Many Texas residents have already been asked to monitor and reduce their water usage, yet home and land owners may feel they have little control over water use when it comes to manicured lawns and upkeep of green spaces. They may have heard of alternative gardening as a way to cut costs and save water, but may not know where to turn for advice or resources.
Texas Parks and Wildlife Department (TPWD) can help. Wildlife biologist can demonstrate how to use native plants to conserve natural resources and provide habitat for beneficial native wildlife. The program, called “Texas Wildscapes,” has helped thousands of Texans realize the beauty and economy of using native plants in their home, office, and school landscapes.
The goal is to provide the information to people looking for ways to use native plant species to conserve resources at home or in their communities. In summary, wildscaping is a way to incorporate native plants into outdoor spaces to conserve water while preserving our Texas heritage. It’s a win-win-win.

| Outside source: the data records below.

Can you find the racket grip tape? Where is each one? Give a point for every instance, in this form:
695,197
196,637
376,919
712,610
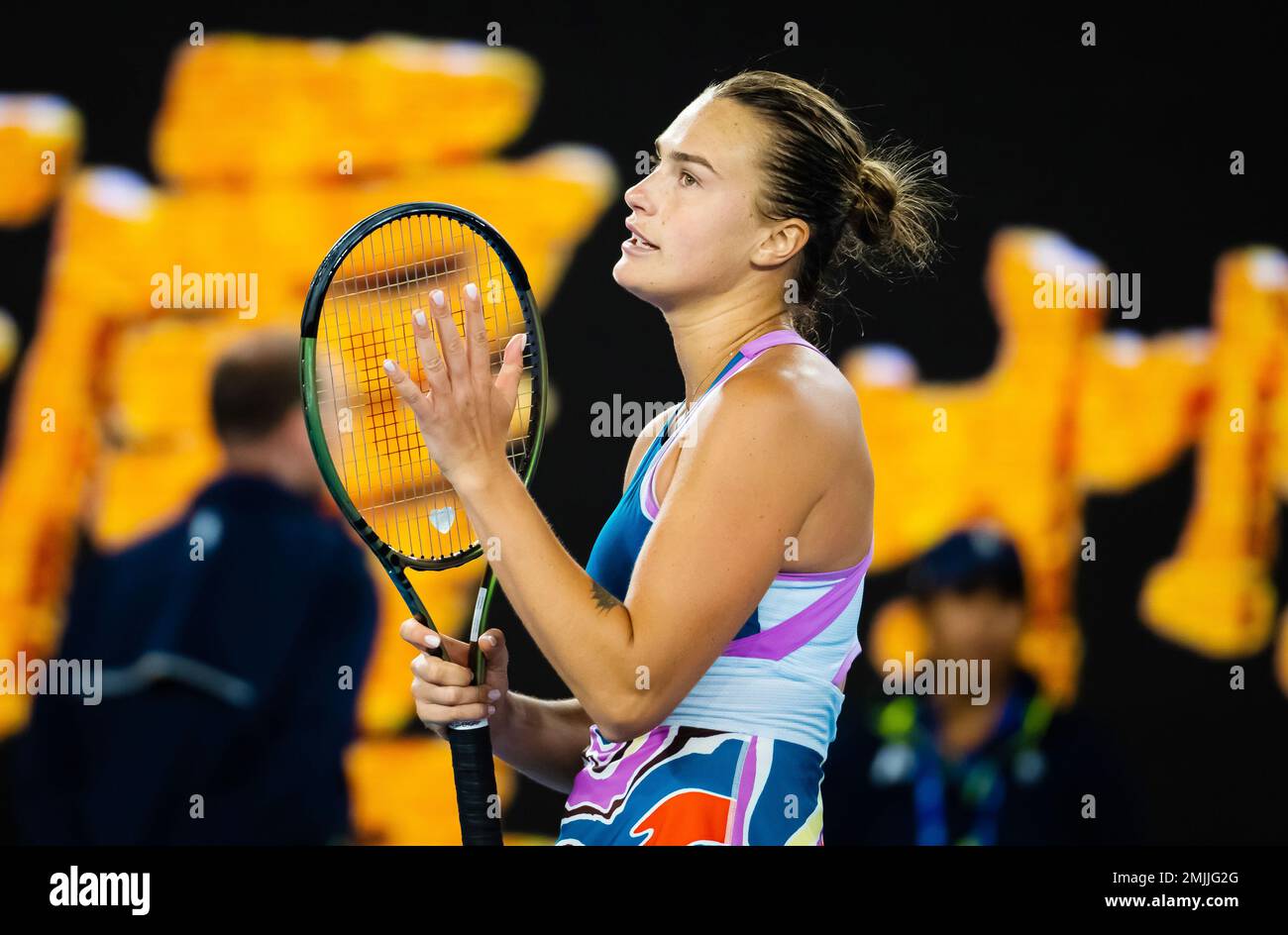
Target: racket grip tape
477,800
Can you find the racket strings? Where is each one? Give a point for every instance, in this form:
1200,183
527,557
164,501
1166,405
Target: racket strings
373,436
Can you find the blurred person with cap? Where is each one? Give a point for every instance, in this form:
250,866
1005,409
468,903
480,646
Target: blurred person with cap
947,769
233,644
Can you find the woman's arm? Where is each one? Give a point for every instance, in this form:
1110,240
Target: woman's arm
760,464
542,740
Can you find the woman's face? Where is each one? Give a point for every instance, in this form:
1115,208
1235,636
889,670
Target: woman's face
698,206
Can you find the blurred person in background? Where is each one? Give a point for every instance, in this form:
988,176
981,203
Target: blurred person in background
934,769
233,646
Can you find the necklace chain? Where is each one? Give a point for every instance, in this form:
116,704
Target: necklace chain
686,406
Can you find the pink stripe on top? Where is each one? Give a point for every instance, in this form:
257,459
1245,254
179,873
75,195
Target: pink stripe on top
748,352
800,629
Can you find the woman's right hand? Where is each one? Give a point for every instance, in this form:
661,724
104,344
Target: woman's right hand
442,689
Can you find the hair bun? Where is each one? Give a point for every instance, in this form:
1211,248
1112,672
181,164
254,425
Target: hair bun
872,211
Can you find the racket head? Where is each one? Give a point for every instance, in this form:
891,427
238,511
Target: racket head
357,312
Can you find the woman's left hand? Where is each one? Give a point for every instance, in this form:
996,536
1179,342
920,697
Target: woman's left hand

If you are picturing nothing but rocks and cactus, think again. Wildscaping depends on native plants that require less water, but they can be every bit as showy as the exotic water-hogs many stores push. Wildscaping encompasses a specific type of plant and water conservation, but elsewhere the general landscaping technique of planting low water use gardens is commonly referred to as xeriscaping. Some even refer to the conservation gardening technique as water-wise landscaping or smartscaping, and it can go hand-in-hand with a rainwater harvesting system.
Call it what you wish, but the concept is a proven resource saver for water, native wildlife, time and money. According to Colorado State University, households and businesses can reduce their water intake and save 30 to 80 percent on their total annual water bill depending on the size and proper maintenance of a landscape design. Are wildscaping, native plants and wildlife management sounding pretty good yet?
Planning any landscaping project on your property or community area can be tricky, but several interest groups have put together a wealth of information online for beginners including videos and step by step guides. The best advice is to consider your values and start small. If you want to attract native honey bees and butterflies, consider planting sunflowers or gray goldenrods.
Attracting native wildlife with iendemic plants can also decrease the number of pests flying or crawling around your property. Texas critters who naturally avoid human domiciles tend to compete with others who become household pests, decreasing their prevalence in your home.
TPWD has a variety of resources available for creating native Wwldscapes that are drought-tolerant as well as attractive to the eye and to songbirds, butterflies and other wildlife that inhabit your yard. The recently updated Texas Wildscapes: Gardening for Wildlife contains photos, maps and landscaping diagrams and is available online or in bookstores across the state. Wildscaping is water-conscious way to promote native plants and provide more diverse wildlife habitat from the comfort of your home. And you will save money too!